Putting the Anthropocene in Context: Global Catastrophes in Deep Time
The Anthropocene Reading Group and The Environmental Humanities present a lecture with journalist Peter Brannen.
"Brannen is a companionable guide, as good at breathing life into the fossilized prose of scientific papers as he is at conjuring the Ordovician reign of the nautiloids." - The New York Times Book Review
"Brannen offers an important education, making an argument for how better understanding what's happened can help us determine how to move forward." - Boston Globe
Peter Brannen is an award-winning science journalist whose work has appeared in The New York Times, The Atlantic, Wired, The Washington Post, Slate and The Boston Globe, among other publications. His first book, The Ends of the World: Volcanic apocalypses, lethal oceans, and our quest to understand earth's past mass extinctions (Ecco 2017) is an examination of each of the planet's five previous "dead ends" and their causes.
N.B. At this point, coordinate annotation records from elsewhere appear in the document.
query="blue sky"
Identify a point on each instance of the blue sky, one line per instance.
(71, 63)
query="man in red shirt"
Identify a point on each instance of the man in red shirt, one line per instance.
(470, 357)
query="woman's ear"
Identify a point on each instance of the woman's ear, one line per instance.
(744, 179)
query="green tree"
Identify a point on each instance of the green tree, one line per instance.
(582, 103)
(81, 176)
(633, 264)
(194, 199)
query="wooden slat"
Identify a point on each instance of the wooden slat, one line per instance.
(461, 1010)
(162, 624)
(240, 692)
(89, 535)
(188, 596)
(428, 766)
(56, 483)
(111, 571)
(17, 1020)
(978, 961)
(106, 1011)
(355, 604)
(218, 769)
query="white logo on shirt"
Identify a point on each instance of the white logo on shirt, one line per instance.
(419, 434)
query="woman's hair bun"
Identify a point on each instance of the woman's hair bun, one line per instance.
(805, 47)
Brannen's exploration of deep time and the history of carbon dioxide-driven climate change offers a glipse of what is to come.
Peter Brannen will present his lecture, "Putting the Anthropocene in Context: Global Catastrophes in Deep Time", Thursday, February 13th, 2020 from 5:00-6:30pm in the Kreindler Conference Room, Haldeman 041.
This event is sponsored by the Office of the Associate Dean for the Arts and Humanities and by the Leslie Center for the Humanities.
This lecture is free and open to the public.